1.2.1.4 Les indicateurs précoces de l’autisme

À partir de quel âge peut-on diagnostiquer un autisme ? Aujourd’hui, on arrive à établir un diagnostic entre l’âge de 18 mois et de 3 ans. Depuis quelques années, on cherche à identifier des indicateurs précoces de l’autisme.

Plusieurs études, y compris celles de Kanner et d’Asperger, considèrent que l’autisme est présent dès la naissance. Cependant, cela ne signifie pas que l’on puisse nécessairement détecter des signes d’autisme dès la naissance. Certains facteurs innés ont besoin de temps pour se développer et arriver à maturité – e.g. la théorie de l’esprit (il s’agit de la capacité à attribuer des états mentaux à soi-même et à autrui afin d’interpréter leurs comportements en termes d’états mentaux, voir 1.3.1).

Détecter un indicateur précoce de l’autisme serait utile seulement s’il est universel et spécifique. Si l’on choisit d’observer un facteur qui se retrouve dans un autre type de population – par exemple, la préférence pour la routine – on s’expose à de fausses alarmes, à diagnostiquer un enfant à développement typique en tant qu’autiste. De même, si l’on choisit un facteur que seul les enfants autistes montrent – l’aversion à être touché – cela risque d’amener à des omissions, et l’autisme n’est pas détecté. On ne peut pas non plus s’appuyer sur les dires des parents : ce qu’ils suspectent comme anormal n’est peut-être pas dû à l’autisme mais à des difficultés d’apprentissage. Ainsi la recherche d’un indicateur précoce de l’autisme doit comparer le développement précoce d’enfants autistes, d’enfants à développement typique et d’enfants présentant des sévères difficultés d’apprentissage.

À présent, plusieurs études se sont intéressées aux indicateurs précoces de l’autisme.

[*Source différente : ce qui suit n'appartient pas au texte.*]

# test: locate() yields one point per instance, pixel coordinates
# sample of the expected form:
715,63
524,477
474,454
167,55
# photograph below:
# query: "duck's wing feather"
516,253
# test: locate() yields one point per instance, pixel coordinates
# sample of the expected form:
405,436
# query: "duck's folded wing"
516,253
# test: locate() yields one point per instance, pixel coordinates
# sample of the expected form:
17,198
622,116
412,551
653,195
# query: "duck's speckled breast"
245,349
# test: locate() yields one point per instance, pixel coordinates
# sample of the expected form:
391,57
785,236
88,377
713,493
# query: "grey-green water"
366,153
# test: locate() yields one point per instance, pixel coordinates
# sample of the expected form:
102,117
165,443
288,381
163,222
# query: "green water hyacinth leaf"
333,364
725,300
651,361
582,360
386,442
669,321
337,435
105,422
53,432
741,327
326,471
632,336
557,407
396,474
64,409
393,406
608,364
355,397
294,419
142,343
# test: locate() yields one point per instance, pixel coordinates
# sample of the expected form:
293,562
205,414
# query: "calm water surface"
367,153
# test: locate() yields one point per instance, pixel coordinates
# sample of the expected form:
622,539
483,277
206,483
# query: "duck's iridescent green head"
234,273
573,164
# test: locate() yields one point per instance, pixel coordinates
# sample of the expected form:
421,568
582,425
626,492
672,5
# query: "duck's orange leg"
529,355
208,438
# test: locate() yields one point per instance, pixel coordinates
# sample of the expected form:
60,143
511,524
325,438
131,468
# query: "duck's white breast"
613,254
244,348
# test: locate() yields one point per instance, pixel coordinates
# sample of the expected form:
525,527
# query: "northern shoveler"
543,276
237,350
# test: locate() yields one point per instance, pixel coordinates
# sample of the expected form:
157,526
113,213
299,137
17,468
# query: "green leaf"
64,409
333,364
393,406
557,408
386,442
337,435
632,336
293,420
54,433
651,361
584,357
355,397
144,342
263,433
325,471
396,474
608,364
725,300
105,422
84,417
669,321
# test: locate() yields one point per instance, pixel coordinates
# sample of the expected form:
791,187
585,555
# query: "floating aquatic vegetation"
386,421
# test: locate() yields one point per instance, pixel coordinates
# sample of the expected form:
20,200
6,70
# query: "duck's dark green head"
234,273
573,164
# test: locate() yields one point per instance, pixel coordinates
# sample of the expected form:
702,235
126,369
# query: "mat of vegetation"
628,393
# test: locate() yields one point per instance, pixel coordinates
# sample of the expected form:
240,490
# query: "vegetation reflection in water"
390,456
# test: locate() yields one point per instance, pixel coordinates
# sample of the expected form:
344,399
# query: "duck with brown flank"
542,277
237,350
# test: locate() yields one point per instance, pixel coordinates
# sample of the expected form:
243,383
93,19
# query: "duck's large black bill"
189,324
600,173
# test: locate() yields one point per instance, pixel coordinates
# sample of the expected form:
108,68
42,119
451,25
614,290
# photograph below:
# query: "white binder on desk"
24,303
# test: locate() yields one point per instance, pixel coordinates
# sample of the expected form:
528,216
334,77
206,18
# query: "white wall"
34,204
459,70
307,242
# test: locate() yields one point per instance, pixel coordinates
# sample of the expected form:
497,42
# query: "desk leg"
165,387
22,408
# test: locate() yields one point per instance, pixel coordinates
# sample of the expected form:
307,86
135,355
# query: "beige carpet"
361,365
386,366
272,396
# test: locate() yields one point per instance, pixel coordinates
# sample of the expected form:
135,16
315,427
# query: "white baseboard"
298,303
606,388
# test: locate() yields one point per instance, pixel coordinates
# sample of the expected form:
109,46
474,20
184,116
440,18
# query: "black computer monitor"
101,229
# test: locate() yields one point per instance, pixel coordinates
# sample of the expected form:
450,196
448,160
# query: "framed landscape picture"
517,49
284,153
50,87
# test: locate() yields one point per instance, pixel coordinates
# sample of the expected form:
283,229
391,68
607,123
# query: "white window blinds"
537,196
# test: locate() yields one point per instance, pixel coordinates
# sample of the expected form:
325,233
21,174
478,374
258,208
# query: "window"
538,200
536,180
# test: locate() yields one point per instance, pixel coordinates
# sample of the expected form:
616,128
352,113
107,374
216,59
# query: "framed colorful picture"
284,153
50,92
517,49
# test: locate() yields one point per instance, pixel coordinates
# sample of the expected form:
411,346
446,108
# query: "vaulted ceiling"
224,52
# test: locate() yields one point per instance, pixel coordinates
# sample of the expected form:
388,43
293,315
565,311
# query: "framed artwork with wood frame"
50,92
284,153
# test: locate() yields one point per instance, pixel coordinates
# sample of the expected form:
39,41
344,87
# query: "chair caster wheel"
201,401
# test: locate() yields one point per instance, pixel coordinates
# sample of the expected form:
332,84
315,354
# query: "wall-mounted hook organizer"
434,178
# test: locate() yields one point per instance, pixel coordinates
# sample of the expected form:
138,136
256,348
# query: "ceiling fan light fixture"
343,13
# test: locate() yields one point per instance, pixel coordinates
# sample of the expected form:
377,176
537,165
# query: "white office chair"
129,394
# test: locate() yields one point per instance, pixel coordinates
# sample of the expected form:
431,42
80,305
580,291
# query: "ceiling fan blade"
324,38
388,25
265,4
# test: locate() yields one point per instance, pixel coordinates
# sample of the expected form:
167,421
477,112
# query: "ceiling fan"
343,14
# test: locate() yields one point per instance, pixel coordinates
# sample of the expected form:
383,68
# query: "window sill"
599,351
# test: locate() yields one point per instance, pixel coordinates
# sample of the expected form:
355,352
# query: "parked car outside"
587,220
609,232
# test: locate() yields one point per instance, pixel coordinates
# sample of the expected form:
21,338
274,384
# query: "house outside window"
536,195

Elles suggèrent toutes que ce n’est pas avant le milieu de la deuxième année que les signes de l’autisme apparaissent. À l’âge de 12 mois, un enfant qui sera plus tard diagnostiqué autiste ne présente pas de déficit social (basé sur le sourire et la réceptivité à autrui) et est jugé normal. Le déficit est détecté seulement autour de l’âge de 18 mois (Lister, 1992 ; Johnson et al., 1992). L’étude la plus ambitieuse qui a essayé de détecter les indicateurs les plus précoces de l’autisme est une recherche prospective de Baron-Cohen (1992) réalisée en Grande-Bretagne et en Suède. Étant donné que l’autisme a une base génétique, cette étude s’est intéressée aux frères et soeurs d’enfants autistes. Quarante et un enfants de 18 mois ayant un grand frère ou une grande sœur autiste ont passé des tests s’intéressant aux jeux de faire semblant, à l’attention conjointe et au pointage, à l’intérêt social et aux jeux sociaux. Ces enfants ont été comparés à un groupe contrôle d’enfants d’âge équivalent. Plus de 80% des enfants de ce groupe contrôle ont réussi tous les items de l’étude, montrant un développement normal de l’imagination et des capacités sociales à l’âge de 18 mois. En revanche, 4 des 41 enfant à haut risques d’autisme ont échoué sur deux items ou plus. Or lors du suivi de l’étude, à 30 mois, les quatre enfants et seulement ces quatre enfants qui avaient échoué à plusieurs items ont été diagnostiqués autiste. Cette étude suggère que l’on peut détecter l’autisme autour de l’âge de 18 mois en se basant sur des déficits dans des domaines spécifiques des compétences sociales, communicatives et imaginatives. Des études plus récentes se penchent sur l’importance d’un diagnostique précoce (Moore & Goodson, 2003 ; Magerotte & Rogé, 2004 ) pour la prise en charge des enfants autistes. Plusieurs études récentes( Baron-Cohen et al., 2000 ; Baird et al., 2000) développent notamment des questionnaires afin de diagnostiquer l’autisme le plus tôt possible.